Pero el escritor peruano también decía que "...todo lo hermoso que tiene la vida, la aventura permanente que ella es o podría ser, es obra exclusiva de la muerte, de saber que en algún momento esta vida tendrá punto final (…) Que si la muerte no existiera la vida sería infinitamente aburrida, sin aventura ni misterio, una repetición cacofónica de experiencias hasta la saciedad más truculenta y estúpida” (El País, 15 marzo 2020).
Esto lo entienden bien los aficionados a los toros. La fascinación de la fiesta brava viene asociada a la lucha contra la muerte. Al triunfo de la vida sobre la muerte.
Las corridas de toros son un espectáculo cruento. Hay sangre y muerte. Eso provoca las pasiones que se viven en la plaza. Sabemos que las acciones de los protagonistas de la corrida tienen consecuencias.
El toreo ha sido descrito por innumerables poetas, filósofos, intelectuales de muy diversas ramas como arte de sol y sombra, de triunfo y muerte, de valor y belleza: es decir, es realidad de los más diversos contrastes que están implícitos en la vida misma.
Un taurino aprecia un ritual que no se encuentra en otro tipo de espectáculos o deportes porque se sabe que un instante es frontera no sólo entre el triunfo o el fracaso sino quizá ente la vida y la muerte y por ellos hay que estar siempre preparados.
Una de las cosas que nos definen como seres humanos es nuestra actitud personal ante la muerte.
Octavio Paz explica que "la vida sólo se justifica y trasciende cuando se realiza en muerte. Y ésta también es trascendencia, más allá, puesto que consiste en una nueva vida". ("El peregrino en su patria". Fondo de Cultura Económica, 1987, p. 45).
Enrique Tierno Galván decía que la admiración a los toreros revalida la sabiduría antigua que sólo el aventurero y burlador de la muerte vive de modo superior a los demás. Ignacio Sánchez Mejías, por su parte, explicaba que el toro representa a la muerte, así que matar al toro es equivalente a derrotar a la muerte misma. Y afirmaba que "saber torear es saber vivir".
Por lo tanto, ante la adversidad que estamos viviendo, podemos aprender de los cánones del toreo. Desde que Pepe Hillo escribió su tauromaquia en 1796 sabemos para torear hay que parar, templar y mandar.

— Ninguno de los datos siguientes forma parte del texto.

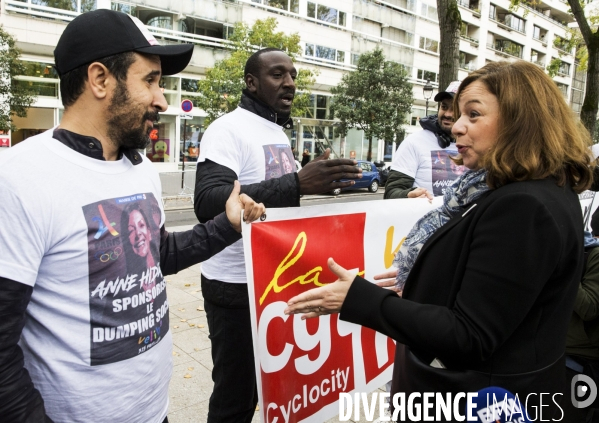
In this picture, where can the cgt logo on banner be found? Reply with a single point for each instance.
(303, 366)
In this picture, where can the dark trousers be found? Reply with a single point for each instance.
(235, 394)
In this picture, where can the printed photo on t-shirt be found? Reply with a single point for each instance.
(127, 292)
(444, 170)
(278, 160)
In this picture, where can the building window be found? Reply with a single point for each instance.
(429, 12)
(163, 21)
(41, 77)
(125, 8)
(508, 47)
(515, 22)
(577, 91)
(417, 114)
(86, 5)
(538, 33)
(227, 31)
(429, 45)
(326, 14)
(319, 107)
(324, 53)
(427, 75)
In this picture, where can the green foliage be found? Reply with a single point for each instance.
(553, 66)
(374, 98)
(16, 98)
(221, 90)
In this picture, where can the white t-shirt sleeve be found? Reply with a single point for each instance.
(220, 145)
(22, 243)
(406, 159)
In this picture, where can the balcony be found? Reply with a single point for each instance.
(470, 39)
(539, 63)
(508, 51)
(540, 39)
(469, 5)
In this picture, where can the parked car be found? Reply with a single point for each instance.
(370, 178)
(383, 172)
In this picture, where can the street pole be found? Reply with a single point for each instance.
(183, 161)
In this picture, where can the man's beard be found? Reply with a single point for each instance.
(123, 129)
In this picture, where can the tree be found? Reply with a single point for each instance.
(221, 90)
(450, 22)
(374, 98)
(590, 105)
(15, 97)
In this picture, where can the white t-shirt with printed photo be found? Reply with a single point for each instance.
(84, 233)
(420, 157)
(256, 150)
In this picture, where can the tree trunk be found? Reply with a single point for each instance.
(588, 113)
(450, 22)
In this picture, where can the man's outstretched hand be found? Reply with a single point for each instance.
(323, 175)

Parar, en el idioma taurino, quiere decir que después de haber hecho el cite se debe esperar al toro quietos, con los pies firmes en la arena.
Templar es moderar el paso del toro con el movimiento del capote o de la muleta, dando lugar a que baje la cabeza y se acople a la velocidad que el torero desea llevarlo. El matador tiene que superar sus limitaciones físicas, su torpeza humana, así que también debe templar sus emociones, dominar su cuerpo y así evitar la herida y la cornada.

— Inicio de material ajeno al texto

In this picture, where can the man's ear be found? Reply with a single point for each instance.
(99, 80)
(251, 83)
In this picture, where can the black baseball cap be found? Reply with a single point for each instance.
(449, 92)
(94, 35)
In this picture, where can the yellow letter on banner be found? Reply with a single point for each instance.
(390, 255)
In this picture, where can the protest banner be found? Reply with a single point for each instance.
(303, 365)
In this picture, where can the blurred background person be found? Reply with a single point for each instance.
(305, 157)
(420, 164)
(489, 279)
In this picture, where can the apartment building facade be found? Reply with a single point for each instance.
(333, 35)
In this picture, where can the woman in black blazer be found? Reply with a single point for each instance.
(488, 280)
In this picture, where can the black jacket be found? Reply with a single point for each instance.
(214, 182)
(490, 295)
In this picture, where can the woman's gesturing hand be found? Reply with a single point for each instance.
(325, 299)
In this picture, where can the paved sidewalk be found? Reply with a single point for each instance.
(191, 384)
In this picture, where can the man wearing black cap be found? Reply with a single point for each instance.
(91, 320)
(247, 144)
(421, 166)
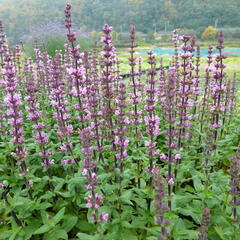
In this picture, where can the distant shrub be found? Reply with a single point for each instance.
(209, 33)
(55, 42)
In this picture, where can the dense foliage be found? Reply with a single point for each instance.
(20, 16)
(88, 155)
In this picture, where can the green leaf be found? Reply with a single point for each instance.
(69, 222)
(55, 234)
(197, 184)
(220, 232)
(126, 196)
(84, 236)
(43, 229)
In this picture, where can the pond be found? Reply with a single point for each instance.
(204, 51)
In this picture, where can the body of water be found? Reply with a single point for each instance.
(203, 51)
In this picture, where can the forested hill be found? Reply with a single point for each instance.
(148, 15)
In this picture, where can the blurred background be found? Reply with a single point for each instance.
(43, 20)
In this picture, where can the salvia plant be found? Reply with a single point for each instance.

Mandar significa controlar al toro con el engaño, obligándolo a seguir la trayectoria definida por el torero, desde que el pase comienza y hasta que termina para quedar colocado en el lugar necesario para continuar ligando pases.
El héroe está constantemente amenazado por la presencia de la muerte y por la realidad que representa el toro. Y para vencer debe parar, templar y mandar.
Ante la epidemia que estamos viviendo, como siempre que enfrentamos a la muerte, tenemos una gran oportunidad de definirnos.
Los cánones de tauromaquia nos muestra la manera de enfrentar la adversidad: Parar, templar y mandar. Si hacemos estas tres cosas, lo estaremos haciendo bien. Saber torear, como decía Sánchez Mejías, es saber vivir.